On the issue of recurrence and similar to several case control, prospective, as well as systemic reviews of literature, our study showed that the risk of recurrence was significantly increased in association with FVL (Simioni et al., 2000; Folsom et al., 2002; Marchiori et al., 2007; Segal et al., 2009; Sveinsdottir et al., 2012). Some of these studies, however, also found an increased risk associated with PT mutation (Folsom et al., 2002; Sveinsdottir et al., 2012), a finding not shared by the current study.

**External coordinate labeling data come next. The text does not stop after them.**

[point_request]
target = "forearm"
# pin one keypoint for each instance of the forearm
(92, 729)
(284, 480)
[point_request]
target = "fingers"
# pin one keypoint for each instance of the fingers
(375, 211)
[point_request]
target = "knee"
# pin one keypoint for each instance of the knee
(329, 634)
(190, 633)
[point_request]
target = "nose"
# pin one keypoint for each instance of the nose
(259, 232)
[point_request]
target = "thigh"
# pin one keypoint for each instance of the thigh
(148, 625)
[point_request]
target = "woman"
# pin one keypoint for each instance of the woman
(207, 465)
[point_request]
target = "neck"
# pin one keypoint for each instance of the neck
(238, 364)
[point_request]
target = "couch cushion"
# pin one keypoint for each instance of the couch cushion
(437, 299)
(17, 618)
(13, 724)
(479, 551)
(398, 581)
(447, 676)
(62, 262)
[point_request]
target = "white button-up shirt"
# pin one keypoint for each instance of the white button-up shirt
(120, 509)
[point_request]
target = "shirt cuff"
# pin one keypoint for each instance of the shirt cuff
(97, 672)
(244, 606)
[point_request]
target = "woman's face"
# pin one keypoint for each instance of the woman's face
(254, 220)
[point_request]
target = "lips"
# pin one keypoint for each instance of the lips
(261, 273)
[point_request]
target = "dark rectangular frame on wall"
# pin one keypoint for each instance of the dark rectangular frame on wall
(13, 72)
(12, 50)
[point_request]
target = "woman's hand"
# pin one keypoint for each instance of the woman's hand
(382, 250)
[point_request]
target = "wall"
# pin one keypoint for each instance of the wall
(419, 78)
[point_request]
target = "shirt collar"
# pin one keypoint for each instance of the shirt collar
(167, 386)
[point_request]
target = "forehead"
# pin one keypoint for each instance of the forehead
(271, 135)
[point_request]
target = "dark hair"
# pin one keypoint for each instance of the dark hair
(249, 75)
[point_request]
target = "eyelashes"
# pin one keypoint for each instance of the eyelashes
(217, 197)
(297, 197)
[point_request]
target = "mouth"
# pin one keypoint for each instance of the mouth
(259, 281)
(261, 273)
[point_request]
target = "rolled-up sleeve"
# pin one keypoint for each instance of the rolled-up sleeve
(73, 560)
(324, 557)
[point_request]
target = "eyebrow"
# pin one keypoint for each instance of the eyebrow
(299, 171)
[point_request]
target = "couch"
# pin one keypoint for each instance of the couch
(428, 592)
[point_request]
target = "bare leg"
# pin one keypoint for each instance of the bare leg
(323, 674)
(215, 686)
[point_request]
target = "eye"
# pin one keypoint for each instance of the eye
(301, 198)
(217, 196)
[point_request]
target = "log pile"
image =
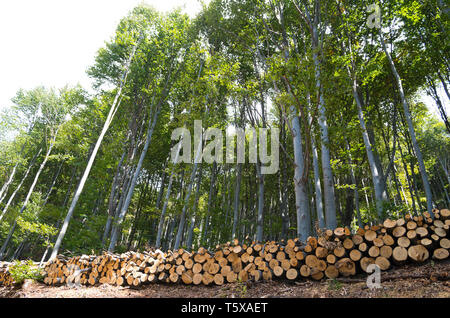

On the issue of age, several studies and similar to the current one, have revealed that the thrombophilic factors tend to occur more frequently in younger individuals (Gohil et al., 2009; Monreal et al., 2012; Simone et al., 2013; Weingarz et al., 2013), and although the current study did not show this to be significant for individual factors, however, it showed that two or more factors were significantly more frequent among those younger than 40 years.
In conclusion, this study is the first to document the frequencies of four thrombophilic mutations in Iraqis with venous thrombosis. Furthermore, it revealed that FVL as well as the combination of two or more thrombophilic alleles were associated with a significantly increased risk of DVT and its recurrence. Other thrombophilic factors on their own were insignificant in the studied population.
Footnotes
Author Disclosure Statement
No competing financial interests exist.